Yesterday, an arbitrator granted Ray Rice's appeal of his indefinite suspension, making him eligible to play in the National Football League again. Her written decision is a damning indictment of the way the NFL handles domestic violence. The league initially went easy on Rice, then reversed itself after a public outcry on the grounds that he'd misled them. But it turns out they were well-informed all along —they just didn't think pummeling a woman was worthy of serious punishment, and now the arbitrator is making them stick with that original call.
Rice, who played for the Baltimore Ravens, assaulted his then-girlfriend Janay Palmer (who is now his wife, Janay Rice), in the elevator of an Atlantic City casino in February 2014. He hit her so hard that she was knocked off her feet and hit her head on the elevator railing, leaving her unconscious. He then attempted to drag her out of the elevator, but dropped her when she was only part of the way out, leaving her legs blocking the elevator doors. Hotel security stopped Rice as he made another failed attempt to pick her up and drag her further.
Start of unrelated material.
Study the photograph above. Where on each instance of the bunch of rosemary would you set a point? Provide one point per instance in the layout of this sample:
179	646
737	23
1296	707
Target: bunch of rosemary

Two different video cameras captured the incident. The first one filmed the assault and its aftermath from inside the elevator. The second captured only the aftermath of the assault, from the hallway. TMZ posted the hallway video several days after the assault. The NFL initially punished Rice by suspending him for two games, and fining him his salary from a third game. After the other video became public in September, however, the NFL revised that punishment, and suspended Rice indefinitely.
Rice appealed the suspension, arguing that NFL Commissioner Roger Goodell had abused his discretion by re-punishing him for the same offense. Yesterday's decision granted his appeal, finding that Goodell was fully aware of the facts of the assault at the time he imposed the initial 2-game ban, and was therefore barred from imposing the second, more severe punishment, under the NFL's collective bargaining agreement.
It is unfortunate that Rice will now be left with only a light punishment. However, the arbitration decision raises a much more serious concern: namely, that the NFL's defense arguments cast serious doubt on their ability to understand or respond to domestic violence.
The NFL claimed that the indefinite suspension was reasonable because Rice had misled the league about the nature of the assault, leaving them unaware of the gravity of the crime until the new video was released. But that's bullshit, and the arbitrator recognized it as such. The reason Rice wasn't given a more severe punishment in the first place is that the NFL didn't take the assault seriously enough. And the NFL's arguments during the arbitration make it clear that the same attitudes that led to Rice's initial light punishment are still alive and well within the league's management.
In the arbitration, the NFL claimed that Rice misled them by saying that he only "slapped" Palmer, and that she had "knocked herself out" on the railing, rather than that he had knocked her out. (The other witnesses to the disciplinary hearing deny that, and Rice claims that he not only used the word "hit," he also demonstrated to the Commissioner how he had swung his fist across his body during the assault, making its force clear.)
But the fact that the NFL made that argument suggests that they still don't understand domestic assault, or take it seriously enough. The idea that it is somehow morally superior to "slap" one's girlfriend than to "hit" her is bizarre, particularly in a situation in which the alleged "slap" knocked the victim unconscious.
Likewise, the suggestion that it would be different if Palmer "knocked herself out" on the railing is absurd. There was never any dispute as to the reason Palmer's head made contact with the railing: the force of the blow delivered by Rice. The theory that Palmer somehow became responsible for the situation in the split second between when Rice's hand hit her head and when her head hit the railing is ridiculous.
Moreover, the arbitrator found that the NFL knew about the second video, and had access to it, but did not watch it. NFL security was aware of the video. Ray Rice had a copy of the footage, but Goodell and the other members of the team who made the disciplinary decision never requested that he show it to them. Instead, they chose to rely on Rice's description of the events. So even if it is true that Rice misled them, the NFL had the means to view other evidence, and draw its own conclusions. That it decided not to do so suggests willful blindness to the assault, and a callous disregard for its seriousness.
But, most worrying of all, Goodell clearly believed that this was a reasonable approach to domestic violence, as evidence by the fact that he expected the arbitrator to accept the "just a slap, NBD" argument, and to accept his failure to watch the elevator video even though he had access to it. That raises questions about what will happen the next time an NFL player assaults his romantic partner. Will the NFL review all the available evidence, and understand the seriousness of what it shows? Or will it ignore evidence that could be damning, minimize the seriousness of the testimony it receives, and then hope the whole thing goes away?
Taken together, these revelations suggest that the NFL still has a lot to learn when it comes to domestic violence.